Der verheerende Brand hat eine Welle der Hilfsbereitschaft ausgelöst. Bundesaußenminister Heiko Maas (SPD) sagte Frankreich die deutsche Unterstützung beim Wiederaufbau zu. „Freunde helfen, wo sie gebraucht werden und wo sie können“, versicherte Maas. Bundespräsident Frank-Walter Steinmeier rief die Deutschen zu Spenden auf. „Notre-Dame ist nicht nur eine französische Kirche, sie ist ein großes Erbe der europäischen Kultur“, betonte Steinmeier. Der bayerische Ministerpräsident Markus Söder (CSU) bot Frankreich die Expertise der Dombauhütten in Regensburg, Passau und Bamberg an. Die Dresdner Philharmonie will den Erlös eines Konzerts spenden, das der Notre-Dame-Organist Olivier Latry diese Woche in der sächsischen Landeshauptstadt geben soll.

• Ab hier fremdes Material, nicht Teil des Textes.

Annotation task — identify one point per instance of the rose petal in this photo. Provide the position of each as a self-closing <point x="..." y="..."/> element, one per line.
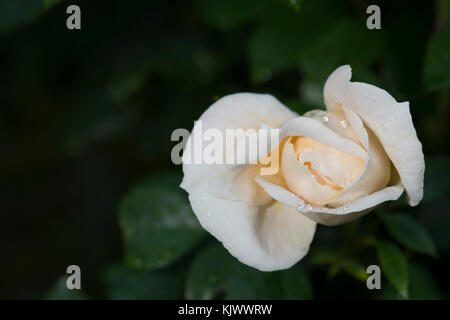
<point x="331" y="216"/>
<point x="389" y="120"/>
<point x="302" y="181"/>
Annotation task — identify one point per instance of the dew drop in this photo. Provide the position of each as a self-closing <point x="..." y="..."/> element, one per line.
<point x="343" y="124"/>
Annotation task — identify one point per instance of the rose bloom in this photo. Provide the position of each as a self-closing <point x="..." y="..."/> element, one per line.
<point x="335" y="166"/>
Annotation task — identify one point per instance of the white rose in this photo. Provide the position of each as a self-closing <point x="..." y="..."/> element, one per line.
<point x="336" y="165"/>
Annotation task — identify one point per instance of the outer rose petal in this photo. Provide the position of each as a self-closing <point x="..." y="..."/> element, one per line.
<point x="235" y="111"/>
<point x="389" y="120"/>
<point x="268" y="236"/>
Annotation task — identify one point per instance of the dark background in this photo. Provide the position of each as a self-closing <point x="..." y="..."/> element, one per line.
<point x="86" y="115"/>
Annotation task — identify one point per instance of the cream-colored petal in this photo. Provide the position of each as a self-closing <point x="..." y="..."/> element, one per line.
<point x="314" y="129"/>
<point x="243" y="186"/>
<point x="332" y="216"/>
<point x="340" y="167"/>
<point x="235" y="111"/>
<point x="302" y="181"/>
<point x="268" y="238"/>
<point x="390" y="121"/>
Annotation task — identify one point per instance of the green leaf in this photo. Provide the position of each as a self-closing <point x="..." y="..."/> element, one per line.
<point x="60" y="292"/>
<point x="215" y="273"/>
<point x="410" y="233"/>
<point x="393" y="266"/>
<point x="422" y="284"/>
<point x="437" y="61"/>
<point x="249" y="283"/>
<point x="209" y="273"/>
<point x="157" y="223"/>
<point x="274" y="46"/>
<point x="125" y="283"/>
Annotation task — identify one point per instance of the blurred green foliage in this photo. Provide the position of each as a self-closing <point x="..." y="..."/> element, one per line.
<point x="85" y="125"/>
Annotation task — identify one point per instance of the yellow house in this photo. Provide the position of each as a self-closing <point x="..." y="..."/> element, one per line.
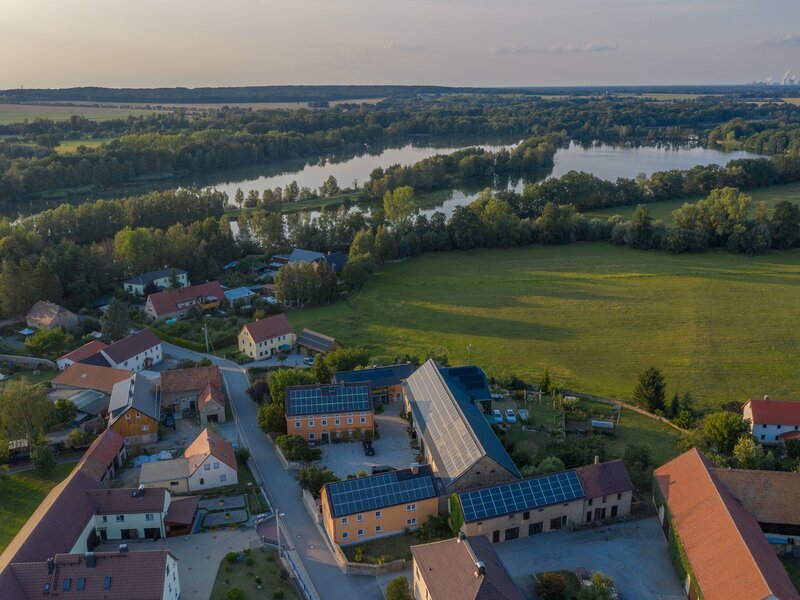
<point x="357" y="510"/>
<point x="265" y="337"/>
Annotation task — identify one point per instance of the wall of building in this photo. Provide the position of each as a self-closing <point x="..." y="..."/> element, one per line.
<point x="392" y="520"/>
<point x="205" y="478"/>
<point x="312" y="427"/>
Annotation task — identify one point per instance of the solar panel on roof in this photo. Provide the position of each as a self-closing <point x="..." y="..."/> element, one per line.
<point x="520" y="495"/>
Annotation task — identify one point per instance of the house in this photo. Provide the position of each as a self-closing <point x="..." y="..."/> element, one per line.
<point x="721" y="553"/>
<point x="105" y="457"/>
<point x="196" y="389"/>
<point x="207" y="463"/>
<point x="462" y="568"/>
<point x="178" y="303"/>
<point x="161" y="279"/>
<point x="77" y="355"/>
<point x="313" y="343"/>
<point x="453" y="433"/>
<point x="355" y="510"/>
<point x="323" y="412"/>
<point x="385" y="382"/>
<point x="773" y="421"/>
<point x="110" y="575"/>
<point x="135" y="410"/>
<point x="266" y="337"/>
<point x="508" y="511"/>
<point x="46" y="315"/>
<point x="138" y="351"/>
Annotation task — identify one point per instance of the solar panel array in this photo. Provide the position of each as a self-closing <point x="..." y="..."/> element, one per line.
<point x="376" y="492"/>
<point x="451" y="436"/>
<point x="522" y="495"/>
<point x="325" y="399"/>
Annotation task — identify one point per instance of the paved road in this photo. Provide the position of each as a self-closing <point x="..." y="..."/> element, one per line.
<point x="317" y="559"/>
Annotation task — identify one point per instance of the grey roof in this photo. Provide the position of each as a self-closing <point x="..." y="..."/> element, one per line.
<point x="150" y="277"/>
<point x="330" y="398"/>
<point x="378" y="377"/>
<point x="454" y="428"/>
<point x="136" y="392"/>
<point x="379" y="491"/>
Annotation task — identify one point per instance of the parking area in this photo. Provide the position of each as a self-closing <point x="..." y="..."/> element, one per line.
<point x="392" y="448"/>
<point x="633" y="554"/>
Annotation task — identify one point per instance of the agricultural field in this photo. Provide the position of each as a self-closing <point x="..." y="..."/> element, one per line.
<point x="770" y="196"/>
<point x="724" y="326"/>
<point x="16" y="113"/>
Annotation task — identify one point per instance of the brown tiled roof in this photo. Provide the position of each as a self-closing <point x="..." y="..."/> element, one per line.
<point x="770" y="496"/>
<point x="101" y="453"/>
<point x="190" y="380"/>
<point x="449" y="569"/>
<point x="165" y="303"/>
<point x="271" y="327"/>
<point x="720" y="537"/>
<point x="85" y="351"/>
<point x="182" y="510"/>
<point x="775" y="412"/>
<point x="132" y="576"/>
<point x="92" y="377"/>
<point x="130" y="346"/>
<point x="208" y="444"/>
<point x="604" y="479"/>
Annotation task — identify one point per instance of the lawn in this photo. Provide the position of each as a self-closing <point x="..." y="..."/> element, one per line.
<point x="770" y="196"/>
<point x="264" y="564"/>
<point x="20" y="495"/>
<point x="16" y="113"/>
<point x="724" y="326"/>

EU-Ratspräsident Donald Tusk hat alle EU-Mitgliedstaaten zur Hilfe aufgerufen. „Ich weiß, dass Frankreich das allein machen könnte, aber hier geht es um mehr als nur materielle Hilfe“, sagte Tusk gestern im Europaparlament. Der Brand habe vor Augen geführt, dass man in der EU durch etwas Bedeutenderes und Tiefergreifendes verbunden sei als durch Verträge.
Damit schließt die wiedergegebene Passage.